By Mike Osenga29 April 2020

The California Air Resources Board California (CARB) is proposing a stronger and more aggressive timeline to require manufacturers to sell more electric or other zero- or near-zero emissions delivery vans and work trucks in the state.

The updated rule proposed by the CARB would require vehicle manufacturers to sell a certain percentage of zero-emission trucks each year and that by 2035, CARB’s estimates that at least 20% of the types of trucks covered by the proposal would be electric.

The proposal itself can be found here.

There is now a 30-day time period for public comments on the new rule for the, with a final vote from CARB expected in June.

The proposal, if adopted as is, would require at least 40% of some of the trucks covered by the proposal to be zero emission within 15 years. For smaller trucks, such as pickup-type trucks, 55% of all sales would be zero emission by 2035. For delivery trucks and vans, 75% of sales would be required to be zero emission by 2035.
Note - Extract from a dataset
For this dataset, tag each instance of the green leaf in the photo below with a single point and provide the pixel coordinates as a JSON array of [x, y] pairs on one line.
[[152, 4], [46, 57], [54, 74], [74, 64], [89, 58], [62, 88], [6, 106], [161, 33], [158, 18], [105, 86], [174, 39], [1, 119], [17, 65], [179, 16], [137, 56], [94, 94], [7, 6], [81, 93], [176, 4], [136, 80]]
In announcing the proposal, CARB said: “At the public hearing, the Board directed staff to consider modifications to the manufacturer mandate that would increase the number of zero-emission trucks sold and deployed, give consideration to the Truck and Engine Manufacturers Association proposal of 100% ZEV sales by market segment, extend near-zero emission vehicle credit, and accelerate emissions benefits in disadvantaged communities. The Board also directed staff to work with industry to streamline the reporting requirement, expedite the establishment of complementary zero-emission fleet rules, and establish pathways to the Governor’s 2045 carbon neutrality goal.”

Further, the notice said, “staff proposes increasing the percentage of ZEV sales in California across all vehicle groups from 2024 to 2030 and to increase the percentage requirements from 2030 to 2035 rather than keeping them constant during that period.”

Finally, the proposal says that, “Staff also proposes lowering the vehicle count threshold for the reporting requirement to fleets with 50 or more trucks and buses rather than the originally proposed 100 vehicle fleet size; this will ensure representative sampling of truck usage across more fleets.”

“Staff proposes including language that specifies a period of time for entities to respond to requests for clarification of apparent anomalies in reported information, to the extent they exist. A number of other changes include clarifying definitions, removing references to the facility reporting information, clarifying that personal residence information is not part of the reporting requirement, and adding language providing example methods to assist when responding to questions.”

Other interesting points in the proposal include:

  • a tightening of the language used, to focus exclusively on on-highway vehicles and exempt off-highway equipment as part of the ZEV manufacturer sales requirement.
  • excluding parts and powertrain suppliers are from the definition of a vehicle manufacturer.
  • the Low Volume Exemption has been clarified by defining that the calculation to determine whether a manufacturer is low volume begins with the 2024 model year.